The Fructose Problem Part One: US Fructose Consumption Sky High and Increasing, Especially Among Adolescents
Fructose is a naturally-occurring sugar found in fruits and vegetables. It’s also concentrated in corn syrup and increasingly used as a sweetener for , well, almost every type of mass market processed food or beverage. These commercial foods and drinks – and not fruits and vegetables – are the source of most of the fructose in the average American’s diet, and it turns out there is a lot of fructose in the American diet.
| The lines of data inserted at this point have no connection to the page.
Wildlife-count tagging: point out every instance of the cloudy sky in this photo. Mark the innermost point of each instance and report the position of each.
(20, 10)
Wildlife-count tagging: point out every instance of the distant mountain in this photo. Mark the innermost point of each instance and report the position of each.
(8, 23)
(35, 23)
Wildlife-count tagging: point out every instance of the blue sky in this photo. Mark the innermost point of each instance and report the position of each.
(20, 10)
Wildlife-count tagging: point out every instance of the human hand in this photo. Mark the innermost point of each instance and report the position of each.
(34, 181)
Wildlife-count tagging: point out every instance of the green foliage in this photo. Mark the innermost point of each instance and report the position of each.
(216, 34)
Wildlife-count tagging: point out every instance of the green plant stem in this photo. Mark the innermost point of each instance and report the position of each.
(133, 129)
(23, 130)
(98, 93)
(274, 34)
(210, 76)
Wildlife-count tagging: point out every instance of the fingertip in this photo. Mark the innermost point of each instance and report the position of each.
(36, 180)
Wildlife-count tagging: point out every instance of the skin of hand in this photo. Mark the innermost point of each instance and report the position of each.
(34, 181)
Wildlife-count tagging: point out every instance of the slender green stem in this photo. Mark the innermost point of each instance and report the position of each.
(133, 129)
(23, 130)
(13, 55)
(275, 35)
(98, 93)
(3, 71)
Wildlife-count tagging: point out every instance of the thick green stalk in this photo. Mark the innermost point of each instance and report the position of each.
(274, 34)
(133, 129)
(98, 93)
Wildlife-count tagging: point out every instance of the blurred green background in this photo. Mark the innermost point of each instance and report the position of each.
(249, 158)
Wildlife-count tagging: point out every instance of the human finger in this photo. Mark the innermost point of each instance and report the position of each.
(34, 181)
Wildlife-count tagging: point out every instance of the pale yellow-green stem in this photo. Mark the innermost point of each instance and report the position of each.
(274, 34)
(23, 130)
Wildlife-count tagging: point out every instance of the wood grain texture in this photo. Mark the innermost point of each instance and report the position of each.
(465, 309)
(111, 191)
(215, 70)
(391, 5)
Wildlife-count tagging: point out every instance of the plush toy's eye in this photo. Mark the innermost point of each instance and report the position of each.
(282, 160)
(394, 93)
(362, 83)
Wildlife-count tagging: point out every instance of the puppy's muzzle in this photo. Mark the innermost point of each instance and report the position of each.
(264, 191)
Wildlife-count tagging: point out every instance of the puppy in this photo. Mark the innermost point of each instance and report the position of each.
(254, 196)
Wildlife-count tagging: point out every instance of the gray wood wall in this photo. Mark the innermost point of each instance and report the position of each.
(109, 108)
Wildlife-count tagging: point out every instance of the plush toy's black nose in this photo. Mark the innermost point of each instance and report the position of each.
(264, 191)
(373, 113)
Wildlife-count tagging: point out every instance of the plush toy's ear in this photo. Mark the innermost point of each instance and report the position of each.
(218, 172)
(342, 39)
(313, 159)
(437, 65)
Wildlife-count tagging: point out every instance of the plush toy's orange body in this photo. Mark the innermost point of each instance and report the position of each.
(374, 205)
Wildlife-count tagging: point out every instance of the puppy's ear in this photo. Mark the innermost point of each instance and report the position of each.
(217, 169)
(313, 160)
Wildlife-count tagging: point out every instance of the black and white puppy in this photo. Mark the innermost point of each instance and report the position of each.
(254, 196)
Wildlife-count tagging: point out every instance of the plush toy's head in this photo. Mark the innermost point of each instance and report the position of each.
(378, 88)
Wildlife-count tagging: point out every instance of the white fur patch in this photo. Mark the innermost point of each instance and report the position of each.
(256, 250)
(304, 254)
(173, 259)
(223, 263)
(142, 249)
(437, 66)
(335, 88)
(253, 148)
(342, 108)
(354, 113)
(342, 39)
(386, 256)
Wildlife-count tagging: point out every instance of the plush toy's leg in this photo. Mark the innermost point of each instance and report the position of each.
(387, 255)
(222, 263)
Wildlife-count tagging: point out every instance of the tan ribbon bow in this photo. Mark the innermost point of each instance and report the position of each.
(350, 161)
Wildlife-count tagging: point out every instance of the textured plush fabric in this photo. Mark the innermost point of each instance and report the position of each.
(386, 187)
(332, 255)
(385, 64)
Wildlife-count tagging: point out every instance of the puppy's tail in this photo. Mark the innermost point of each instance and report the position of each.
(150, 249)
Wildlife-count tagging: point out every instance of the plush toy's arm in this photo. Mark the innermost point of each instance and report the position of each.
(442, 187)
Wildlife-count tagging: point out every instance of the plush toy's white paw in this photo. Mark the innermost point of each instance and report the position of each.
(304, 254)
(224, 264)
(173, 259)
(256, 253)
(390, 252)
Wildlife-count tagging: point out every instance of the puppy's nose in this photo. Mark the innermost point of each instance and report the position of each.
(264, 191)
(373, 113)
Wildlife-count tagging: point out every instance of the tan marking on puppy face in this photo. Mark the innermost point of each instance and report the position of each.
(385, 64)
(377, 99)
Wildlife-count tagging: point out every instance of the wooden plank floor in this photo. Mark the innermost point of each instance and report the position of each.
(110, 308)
Fructose in whole fruits and vegetables is bound up in the structure of those foods, so it’s released slowly as the plants are broken down by digestion, and the impact on metabolism is slight. Fructose-sweetened beverages, however, don’t digest per se, so the fructose must be metabolized all-at-once, which is highly undesirable from a metabolic standpoint.
The increased consumption of this cheap sweetener – high fructose corn syrup – has been suspected as a possible causative factor in the explosion of obesity seen in recent decades, especially among adolescents
We’ll talk more about fructose in future posts. But to set the stage, a July 2008 study of fructose consumption showed that the average American gets more 10% of their total calories from fructose, about 55 grams daily. Adolescents 12-18 consume even more fructose, almost 73 grams daily. That’s well over two ounces of fructose sugar.
The largest source of fructose in the diet, by far, is from fructose-sweetened beverages. That’s fortunate in a way; since there are so many sugar free alternative beverages, anyone who really wants to cut back on fructose shouldn’t have a hard time doing so. A much bigger challenge will be successfully encouraging mass market food and beverages to embrace any of the excellent and natural non-sugar sweeteners such as stevia, xylitol and erythritol.